Created 11-25-2014 08:26 AM
Created 11-18-2014 01:41 AM
You need to change your xquery command to wrap your XML output into yet another XML element (e.g. “record”).
For example, in order to generate a morphline record with a “myFoo" field that contains “foo",
as well as a “myBar" field that contains “bar", your xquery command should be formulated such
that it outputs an XML fragment like this:
<record>
<myFoo>foo</myFoo>
<myBar>bar</myBar>
</record>
Created 11-18-2014 01:46 AM
Cool, thanks! I'll try this evening.
Created 11-24-2014 02:14 PM
Hi, I've tried this:
return <entry> {$entry/attr:ssoId} {$entry/attr:applicationId} <body>{$entry/../../ecol:body}</body> </entry>
And that:
return <record> <entry> {$entry/attr:ssoId} {$entry/attr:applicationId} <body>{$entry/../../ecol:body}</body> </entry> </record>
Nothing helps. Looks like I don't understand the idea and how it works.

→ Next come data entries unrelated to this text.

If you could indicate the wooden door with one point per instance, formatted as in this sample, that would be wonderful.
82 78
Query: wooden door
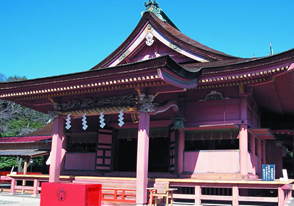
172 151
104 153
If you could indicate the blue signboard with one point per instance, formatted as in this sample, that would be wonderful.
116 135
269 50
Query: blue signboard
268 172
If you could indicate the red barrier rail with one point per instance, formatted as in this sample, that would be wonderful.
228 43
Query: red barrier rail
119 195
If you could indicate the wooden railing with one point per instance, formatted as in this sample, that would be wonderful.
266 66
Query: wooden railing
36 179
283 188
119 195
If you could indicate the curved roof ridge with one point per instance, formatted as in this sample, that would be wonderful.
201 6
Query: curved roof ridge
170 32
186 39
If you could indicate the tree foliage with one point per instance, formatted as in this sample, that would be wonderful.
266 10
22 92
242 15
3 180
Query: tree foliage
16 120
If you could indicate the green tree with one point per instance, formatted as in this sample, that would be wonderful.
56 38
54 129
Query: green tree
16 120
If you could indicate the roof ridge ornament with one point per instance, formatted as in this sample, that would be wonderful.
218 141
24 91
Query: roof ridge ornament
152 6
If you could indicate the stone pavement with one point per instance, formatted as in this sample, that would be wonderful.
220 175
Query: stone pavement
28 200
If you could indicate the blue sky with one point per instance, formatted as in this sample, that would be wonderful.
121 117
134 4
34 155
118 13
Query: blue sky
54 37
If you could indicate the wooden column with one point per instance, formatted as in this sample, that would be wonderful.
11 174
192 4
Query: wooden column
197 195
181 148
235 194
259 156
243 146
142 158
252 148
56 149
243 138
264 151
25 169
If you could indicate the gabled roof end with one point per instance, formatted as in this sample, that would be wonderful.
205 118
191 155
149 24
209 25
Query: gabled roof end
152 6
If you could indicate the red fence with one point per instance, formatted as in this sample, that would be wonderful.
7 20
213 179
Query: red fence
6 180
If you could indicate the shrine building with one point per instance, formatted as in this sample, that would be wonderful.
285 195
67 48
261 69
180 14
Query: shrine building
163 105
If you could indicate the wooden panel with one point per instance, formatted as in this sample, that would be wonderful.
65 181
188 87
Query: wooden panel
172 156
104 150
220 161
79 161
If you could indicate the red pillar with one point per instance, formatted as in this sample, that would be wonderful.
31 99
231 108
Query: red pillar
264 151
252 148
181 148
259 156
243 145
243 138
142 158
56 149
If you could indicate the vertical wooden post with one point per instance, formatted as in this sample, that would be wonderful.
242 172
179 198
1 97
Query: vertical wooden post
252 146
235 194
181 148
281 196
243 138
264 151
35 189
12 186
259 156
25 169
197 195
243 146
142 158
56 148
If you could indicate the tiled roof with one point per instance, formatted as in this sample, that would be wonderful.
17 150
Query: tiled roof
27 139
39 135
23 153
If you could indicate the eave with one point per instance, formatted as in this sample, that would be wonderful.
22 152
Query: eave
39 94
169 36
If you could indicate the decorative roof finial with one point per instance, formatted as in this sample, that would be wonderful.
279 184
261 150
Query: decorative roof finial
152 6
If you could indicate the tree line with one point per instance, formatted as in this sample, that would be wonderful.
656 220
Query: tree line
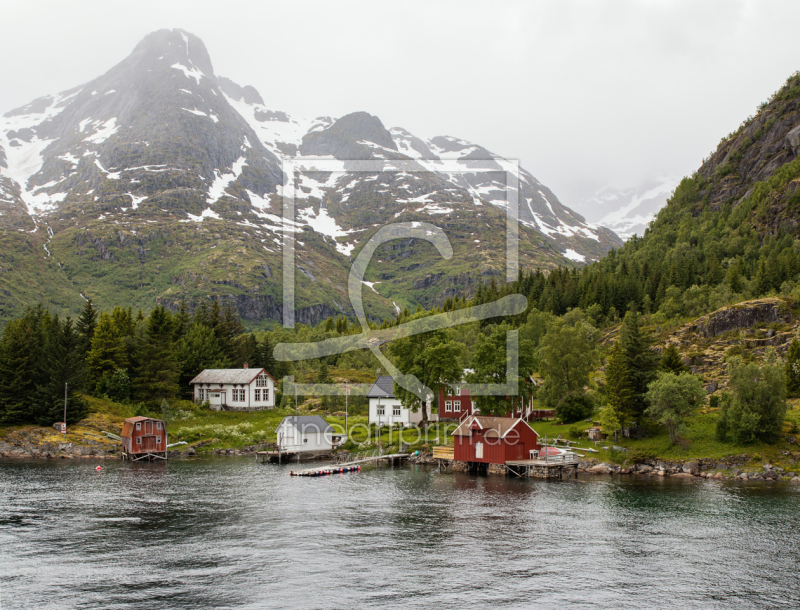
119 354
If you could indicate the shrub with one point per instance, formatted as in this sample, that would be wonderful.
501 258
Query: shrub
573 407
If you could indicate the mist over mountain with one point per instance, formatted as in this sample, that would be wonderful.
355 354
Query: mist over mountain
161 182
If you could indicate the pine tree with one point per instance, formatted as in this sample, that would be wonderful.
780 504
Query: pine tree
86 325
181 322
671 360
793 369
619 389
61 369
199 350
641 360
107 353
156 376
21 347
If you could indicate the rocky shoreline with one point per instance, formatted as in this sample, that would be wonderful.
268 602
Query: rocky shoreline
702 468
739 468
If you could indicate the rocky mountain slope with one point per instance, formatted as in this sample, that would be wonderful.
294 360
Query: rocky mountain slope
628 211
160 181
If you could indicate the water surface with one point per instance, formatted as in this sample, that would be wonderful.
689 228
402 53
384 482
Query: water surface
232 533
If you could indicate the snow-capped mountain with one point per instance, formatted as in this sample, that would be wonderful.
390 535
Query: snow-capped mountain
628 211
160 181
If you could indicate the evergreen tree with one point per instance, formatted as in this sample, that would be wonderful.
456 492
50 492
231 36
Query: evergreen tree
640 359
489 362
567 355
181 322
198 350
107 353
619 389
156 376
671 361
86 325
61 368
793 369
21 347
755 407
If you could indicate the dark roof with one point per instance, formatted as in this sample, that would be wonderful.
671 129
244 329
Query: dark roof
307 423
228 375
382 388
496 427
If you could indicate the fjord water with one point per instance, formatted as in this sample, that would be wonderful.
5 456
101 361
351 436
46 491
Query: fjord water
232 533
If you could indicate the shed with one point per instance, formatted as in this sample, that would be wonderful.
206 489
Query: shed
298 434
494 440
144 438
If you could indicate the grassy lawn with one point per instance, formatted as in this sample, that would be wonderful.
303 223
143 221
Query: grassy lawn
697 440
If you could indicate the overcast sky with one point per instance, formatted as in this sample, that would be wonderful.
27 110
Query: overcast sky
585 94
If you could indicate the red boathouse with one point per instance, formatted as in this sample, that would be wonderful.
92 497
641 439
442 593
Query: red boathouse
493 440
144 438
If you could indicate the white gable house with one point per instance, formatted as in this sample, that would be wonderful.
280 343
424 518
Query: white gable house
299 433
235 389
387 410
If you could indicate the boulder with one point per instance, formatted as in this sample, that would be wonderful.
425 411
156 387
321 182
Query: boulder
691 467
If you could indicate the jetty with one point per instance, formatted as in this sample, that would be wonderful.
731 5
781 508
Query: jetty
394 458
551 467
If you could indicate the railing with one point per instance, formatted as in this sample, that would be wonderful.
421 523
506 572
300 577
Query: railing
443 453
564 458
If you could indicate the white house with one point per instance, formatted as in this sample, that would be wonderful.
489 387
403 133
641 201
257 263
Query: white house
299 433
243 389
387 410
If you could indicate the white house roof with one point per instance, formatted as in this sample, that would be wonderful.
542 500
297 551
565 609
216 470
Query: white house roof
382 388
228 375
307 423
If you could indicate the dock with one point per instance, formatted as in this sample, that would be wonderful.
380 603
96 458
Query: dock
554 467
311 472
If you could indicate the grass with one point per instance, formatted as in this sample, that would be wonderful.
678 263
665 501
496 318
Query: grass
697 440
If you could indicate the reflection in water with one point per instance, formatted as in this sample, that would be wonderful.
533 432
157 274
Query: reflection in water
231 533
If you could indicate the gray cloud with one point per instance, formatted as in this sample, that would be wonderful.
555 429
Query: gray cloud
584 93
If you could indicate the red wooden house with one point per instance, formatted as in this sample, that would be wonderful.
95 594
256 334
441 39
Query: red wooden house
144 438
459 404
493 440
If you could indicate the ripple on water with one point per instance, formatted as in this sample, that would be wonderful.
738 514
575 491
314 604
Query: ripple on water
231 533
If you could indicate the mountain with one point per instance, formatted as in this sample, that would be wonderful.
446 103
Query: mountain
729 233
160 182
628 211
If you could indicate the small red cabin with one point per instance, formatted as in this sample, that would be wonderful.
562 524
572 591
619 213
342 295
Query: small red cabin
144 438
494 440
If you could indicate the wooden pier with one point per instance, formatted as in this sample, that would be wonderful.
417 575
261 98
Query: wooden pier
394 457
554 467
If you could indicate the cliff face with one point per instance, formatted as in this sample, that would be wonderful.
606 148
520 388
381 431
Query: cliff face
759 161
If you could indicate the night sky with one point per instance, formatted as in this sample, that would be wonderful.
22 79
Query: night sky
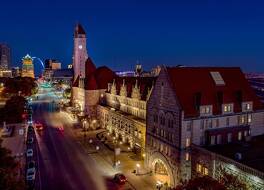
122 32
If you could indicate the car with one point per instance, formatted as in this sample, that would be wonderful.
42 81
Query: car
31 164
120 178
29 152
31 174
30 140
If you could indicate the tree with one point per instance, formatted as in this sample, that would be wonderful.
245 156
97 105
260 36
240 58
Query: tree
231 182
201 183
13 110
9 171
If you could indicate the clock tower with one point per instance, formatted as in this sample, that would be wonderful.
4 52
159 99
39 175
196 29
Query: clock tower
79 52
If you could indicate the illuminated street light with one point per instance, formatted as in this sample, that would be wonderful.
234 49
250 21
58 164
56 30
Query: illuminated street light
138 166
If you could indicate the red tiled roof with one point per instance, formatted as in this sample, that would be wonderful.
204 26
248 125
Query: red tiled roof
103 76
144 83
188 81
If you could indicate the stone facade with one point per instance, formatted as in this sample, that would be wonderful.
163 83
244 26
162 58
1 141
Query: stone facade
205 162
170 131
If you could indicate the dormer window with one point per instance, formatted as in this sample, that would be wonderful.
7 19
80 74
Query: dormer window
227 108
247 106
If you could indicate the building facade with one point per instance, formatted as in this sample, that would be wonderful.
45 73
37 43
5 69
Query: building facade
27 67
123 110
201 106
5 57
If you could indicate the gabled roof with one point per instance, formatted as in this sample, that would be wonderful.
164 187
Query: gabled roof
78 30
189 81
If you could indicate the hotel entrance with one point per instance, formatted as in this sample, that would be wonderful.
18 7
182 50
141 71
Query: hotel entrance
161 173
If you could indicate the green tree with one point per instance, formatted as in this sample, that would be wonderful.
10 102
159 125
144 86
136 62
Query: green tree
9 171
230 181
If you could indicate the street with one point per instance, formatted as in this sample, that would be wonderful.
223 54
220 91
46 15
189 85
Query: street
62 164
67 160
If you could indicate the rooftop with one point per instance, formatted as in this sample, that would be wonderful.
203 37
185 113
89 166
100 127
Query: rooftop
252 152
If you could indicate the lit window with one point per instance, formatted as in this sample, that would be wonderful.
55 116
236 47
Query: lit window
199 168
227 121
205 171
187 156
245 133
219 139
189 125
212 140
229 137
249 118
207 109
239 135
187 143
227 108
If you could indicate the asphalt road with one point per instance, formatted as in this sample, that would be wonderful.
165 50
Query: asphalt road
62 163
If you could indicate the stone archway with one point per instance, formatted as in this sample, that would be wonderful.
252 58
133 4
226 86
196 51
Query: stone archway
161 169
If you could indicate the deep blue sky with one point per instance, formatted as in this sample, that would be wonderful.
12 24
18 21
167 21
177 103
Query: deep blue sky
120 32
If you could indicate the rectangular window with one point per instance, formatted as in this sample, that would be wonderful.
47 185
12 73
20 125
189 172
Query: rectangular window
227 121
187 142
229 137
199 168
212 140
189 125
249 118
227 108
201 140
205 171
187 156
245 133
219 139
217 123
239 136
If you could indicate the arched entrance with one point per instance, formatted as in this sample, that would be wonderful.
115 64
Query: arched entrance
161 169
161 172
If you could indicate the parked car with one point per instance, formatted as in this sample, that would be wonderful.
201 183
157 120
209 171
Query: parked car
120 178
29 152
30 140
31 174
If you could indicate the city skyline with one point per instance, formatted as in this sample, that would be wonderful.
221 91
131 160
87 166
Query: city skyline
119 34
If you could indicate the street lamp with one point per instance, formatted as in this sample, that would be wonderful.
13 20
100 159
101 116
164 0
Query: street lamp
138 166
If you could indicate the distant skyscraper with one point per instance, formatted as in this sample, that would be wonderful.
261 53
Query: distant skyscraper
27 67
79 52
5 57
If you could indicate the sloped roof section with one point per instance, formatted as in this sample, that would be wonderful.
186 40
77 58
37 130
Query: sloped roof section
190 81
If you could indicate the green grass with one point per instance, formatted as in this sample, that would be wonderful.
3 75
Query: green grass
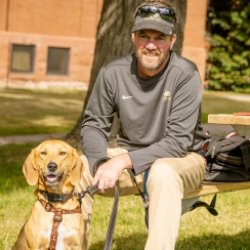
38 112
230 230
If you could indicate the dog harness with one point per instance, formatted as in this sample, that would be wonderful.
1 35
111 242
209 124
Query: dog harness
58 217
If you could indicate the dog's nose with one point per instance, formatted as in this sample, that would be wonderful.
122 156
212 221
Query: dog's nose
52 166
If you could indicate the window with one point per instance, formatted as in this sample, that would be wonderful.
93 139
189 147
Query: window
58 61
22 58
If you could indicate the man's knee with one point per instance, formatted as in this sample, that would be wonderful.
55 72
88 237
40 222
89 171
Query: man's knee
162 172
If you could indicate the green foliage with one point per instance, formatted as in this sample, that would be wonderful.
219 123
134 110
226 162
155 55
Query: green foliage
229 54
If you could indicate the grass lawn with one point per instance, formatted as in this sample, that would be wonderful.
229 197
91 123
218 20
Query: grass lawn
49 112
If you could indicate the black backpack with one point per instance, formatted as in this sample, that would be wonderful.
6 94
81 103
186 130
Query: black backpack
228 157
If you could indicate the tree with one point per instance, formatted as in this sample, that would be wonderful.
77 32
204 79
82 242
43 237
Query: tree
113 40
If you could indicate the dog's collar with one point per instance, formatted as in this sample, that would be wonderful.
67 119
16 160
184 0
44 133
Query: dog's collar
51 197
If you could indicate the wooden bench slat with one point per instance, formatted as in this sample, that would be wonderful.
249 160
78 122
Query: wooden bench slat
209 187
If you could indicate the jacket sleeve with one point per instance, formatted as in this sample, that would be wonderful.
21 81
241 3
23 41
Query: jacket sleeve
179 133
97 123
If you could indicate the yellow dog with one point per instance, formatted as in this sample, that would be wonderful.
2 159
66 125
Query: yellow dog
56 220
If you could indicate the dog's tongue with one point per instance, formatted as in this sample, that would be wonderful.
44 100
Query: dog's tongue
51 178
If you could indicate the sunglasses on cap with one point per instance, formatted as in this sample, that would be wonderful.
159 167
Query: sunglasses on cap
166 13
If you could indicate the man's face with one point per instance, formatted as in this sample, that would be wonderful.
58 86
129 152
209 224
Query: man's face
152 50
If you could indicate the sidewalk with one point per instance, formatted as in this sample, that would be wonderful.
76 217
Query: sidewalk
20 139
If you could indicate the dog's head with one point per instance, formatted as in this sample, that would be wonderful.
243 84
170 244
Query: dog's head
53 164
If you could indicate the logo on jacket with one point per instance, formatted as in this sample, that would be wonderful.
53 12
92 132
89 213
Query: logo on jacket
166 96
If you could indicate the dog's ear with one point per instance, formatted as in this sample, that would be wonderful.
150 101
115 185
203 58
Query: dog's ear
30 169
75 175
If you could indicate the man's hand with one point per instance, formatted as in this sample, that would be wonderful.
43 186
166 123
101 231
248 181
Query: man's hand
109 172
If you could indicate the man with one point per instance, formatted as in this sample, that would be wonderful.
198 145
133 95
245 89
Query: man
157 97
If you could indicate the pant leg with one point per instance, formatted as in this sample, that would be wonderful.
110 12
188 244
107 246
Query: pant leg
169 179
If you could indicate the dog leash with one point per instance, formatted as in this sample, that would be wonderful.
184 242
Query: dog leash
91 190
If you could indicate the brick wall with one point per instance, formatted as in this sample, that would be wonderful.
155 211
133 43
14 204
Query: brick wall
72 24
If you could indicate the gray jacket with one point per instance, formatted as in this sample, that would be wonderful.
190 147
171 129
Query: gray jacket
158 116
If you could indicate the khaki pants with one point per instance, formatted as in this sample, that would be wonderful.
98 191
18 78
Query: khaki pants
169 180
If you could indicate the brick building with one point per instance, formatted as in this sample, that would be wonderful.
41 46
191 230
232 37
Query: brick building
44 41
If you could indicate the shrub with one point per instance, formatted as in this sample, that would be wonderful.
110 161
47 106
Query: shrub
229 53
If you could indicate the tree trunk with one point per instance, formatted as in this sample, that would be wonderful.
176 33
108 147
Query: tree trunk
114 40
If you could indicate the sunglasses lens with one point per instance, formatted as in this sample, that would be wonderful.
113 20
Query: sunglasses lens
165 13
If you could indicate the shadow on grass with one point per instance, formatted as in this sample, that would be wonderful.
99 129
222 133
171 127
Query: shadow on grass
134 242
205 242
238 241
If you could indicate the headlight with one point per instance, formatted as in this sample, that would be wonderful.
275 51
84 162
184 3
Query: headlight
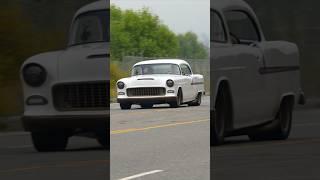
120 85
34 74
170 83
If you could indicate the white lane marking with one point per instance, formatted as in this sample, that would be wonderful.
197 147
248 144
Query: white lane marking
141 175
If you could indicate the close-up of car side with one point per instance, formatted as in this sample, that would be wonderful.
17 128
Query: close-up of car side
255 84
66 92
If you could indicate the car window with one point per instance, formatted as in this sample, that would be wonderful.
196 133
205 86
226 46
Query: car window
217 30
242 26
185 69
90 27
146 69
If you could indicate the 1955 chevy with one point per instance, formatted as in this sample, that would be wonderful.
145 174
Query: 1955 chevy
255 83
162 81
66 92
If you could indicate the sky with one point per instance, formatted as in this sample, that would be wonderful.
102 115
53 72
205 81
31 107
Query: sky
180 15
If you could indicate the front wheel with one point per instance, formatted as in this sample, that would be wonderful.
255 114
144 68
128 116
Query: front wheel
125 106
197 101
219 118
52 140
177 103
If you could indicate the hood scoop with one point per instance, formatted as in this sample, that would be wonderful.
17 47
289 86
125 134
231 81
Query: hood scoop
145 79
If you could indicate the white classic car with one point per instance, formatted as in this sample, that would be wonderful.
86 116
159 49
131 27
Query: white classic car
161 81
255 83
66 92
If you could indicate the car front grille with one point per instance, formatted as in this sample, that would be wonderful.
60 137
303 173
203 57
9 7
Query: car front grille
152 91
82 96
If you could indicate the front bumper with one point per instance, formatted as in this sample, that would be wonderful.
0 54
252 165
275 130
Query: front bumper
151 100
36 123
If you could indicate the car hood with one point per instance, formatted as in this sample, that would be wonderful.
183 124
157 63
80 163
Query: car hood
88 62
149 80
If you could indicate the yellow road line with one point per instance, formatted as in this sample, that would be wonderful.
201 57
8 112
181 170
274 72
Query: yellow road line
125 131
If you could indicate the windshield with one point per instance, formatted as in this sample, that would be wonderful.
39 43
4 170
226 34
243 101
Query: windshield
90 27
156 69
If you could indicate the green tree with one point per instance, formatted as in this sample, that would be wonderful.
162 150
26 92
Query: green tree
190 47
140 33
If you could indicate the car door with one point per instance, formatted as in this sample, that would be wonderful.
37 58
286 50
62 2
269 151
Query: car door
249 95
187 89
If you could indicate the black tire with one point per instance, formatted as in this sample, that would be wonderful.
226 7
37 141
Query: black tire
104 140
220 117
146 105
283 122
125 106
50 141
197 101
177 103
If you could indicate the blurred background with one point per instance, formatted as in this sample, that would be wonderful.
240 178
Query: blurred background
26 29
298 23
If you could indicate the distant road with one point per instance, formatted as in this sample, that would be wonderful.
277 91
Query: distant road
160 143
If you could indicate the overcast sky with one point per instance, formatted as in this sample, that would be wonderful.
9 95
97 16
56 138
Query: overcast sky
180 15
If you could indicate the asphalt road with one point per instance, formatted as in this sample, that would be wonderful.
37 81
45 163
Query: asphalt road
83 160
297 158
164 143
160 143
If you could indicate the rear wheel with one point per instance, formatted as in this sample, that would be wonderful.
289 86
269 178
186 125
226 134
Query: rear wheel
197 101
125 106
219 118
177 103
282 127
51 140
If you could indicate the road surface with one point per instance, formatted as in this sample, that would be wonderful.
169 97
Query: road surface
160 143
295 159
164 143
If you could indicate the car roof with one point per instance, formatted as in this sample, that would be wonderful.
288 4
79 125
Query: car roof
95 6
162 61
223 5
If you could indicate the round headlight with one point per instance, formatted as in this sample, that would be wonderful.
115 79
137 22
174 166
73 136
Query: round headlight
34 74
120 85
170 83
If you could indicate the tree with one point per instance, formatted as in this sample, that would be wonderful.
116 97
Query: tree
140 33
190 47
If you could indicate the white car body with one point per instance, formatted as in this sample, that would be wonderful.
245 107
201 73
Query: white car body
82 70
258 75
191 85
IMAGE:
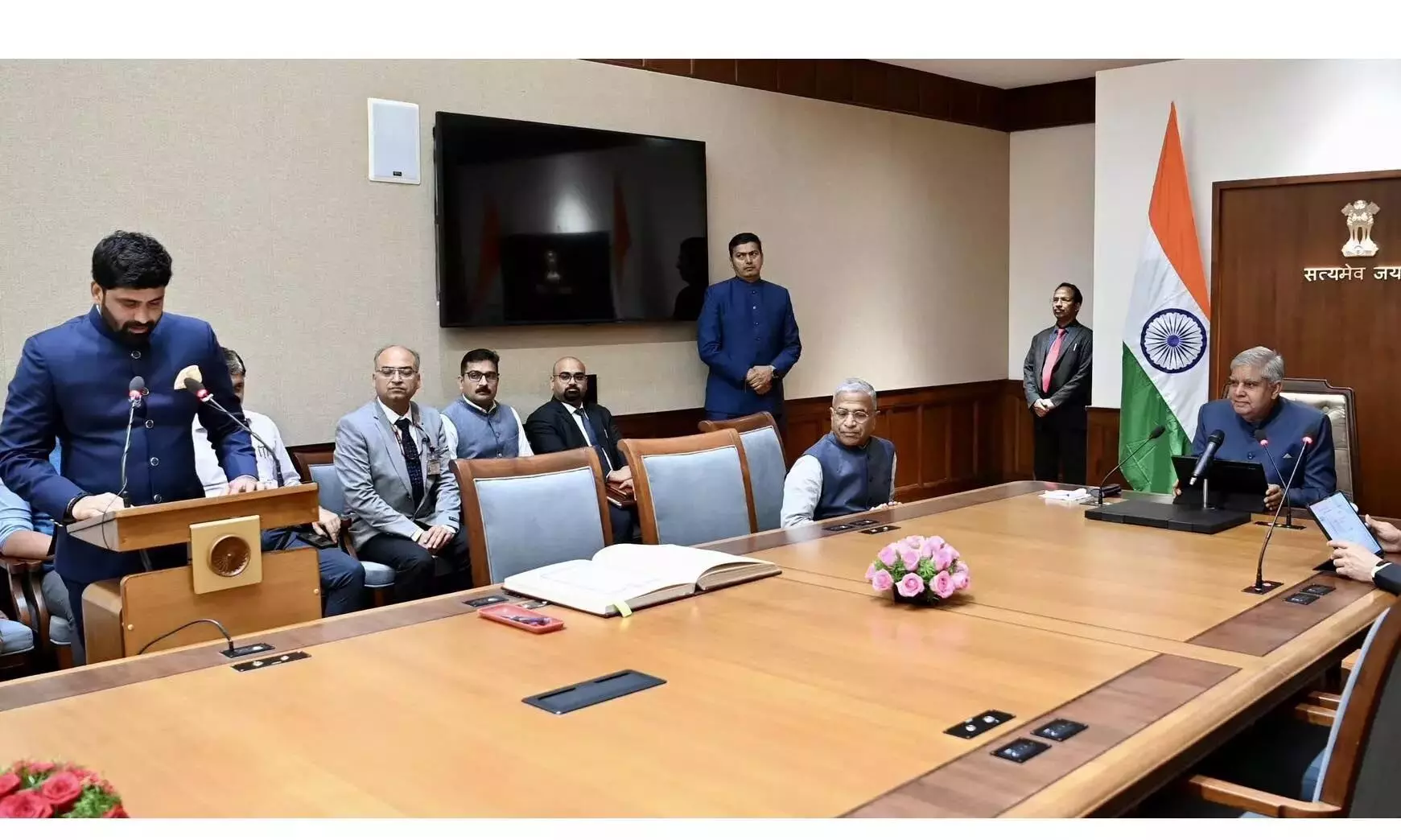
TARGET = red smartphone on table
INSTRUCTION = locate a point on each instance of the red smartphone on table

<body>{$entry/../../ecol:body}</body>
is extracted, but still ALL tags under <ecol:body/> are moved.
What do I do wrong?
Created 11-25-2014 06:15 AM
Result is the same I do get contents of expression {$entry/../../body},
but all tags are removed.
Imagine I had
<body>
<inner>inner text </inner>
</body>
I get "inner text" as a result.
I want to get <inner>inner text </inner> without removed tag
Created 11-25-2014 08:26 AM
Created 11-27-2014 02:09 AM
I've took
org.apache.flume.sink.solr. morphline.UUIDInterceptor$Builder
as an example
My custom interceptor takes event body and stores it in event header.
Then SolrSink takes this header by default and sendt it to Solr for indexing.
it works
NB: solr schema.xml should have matching field declaration.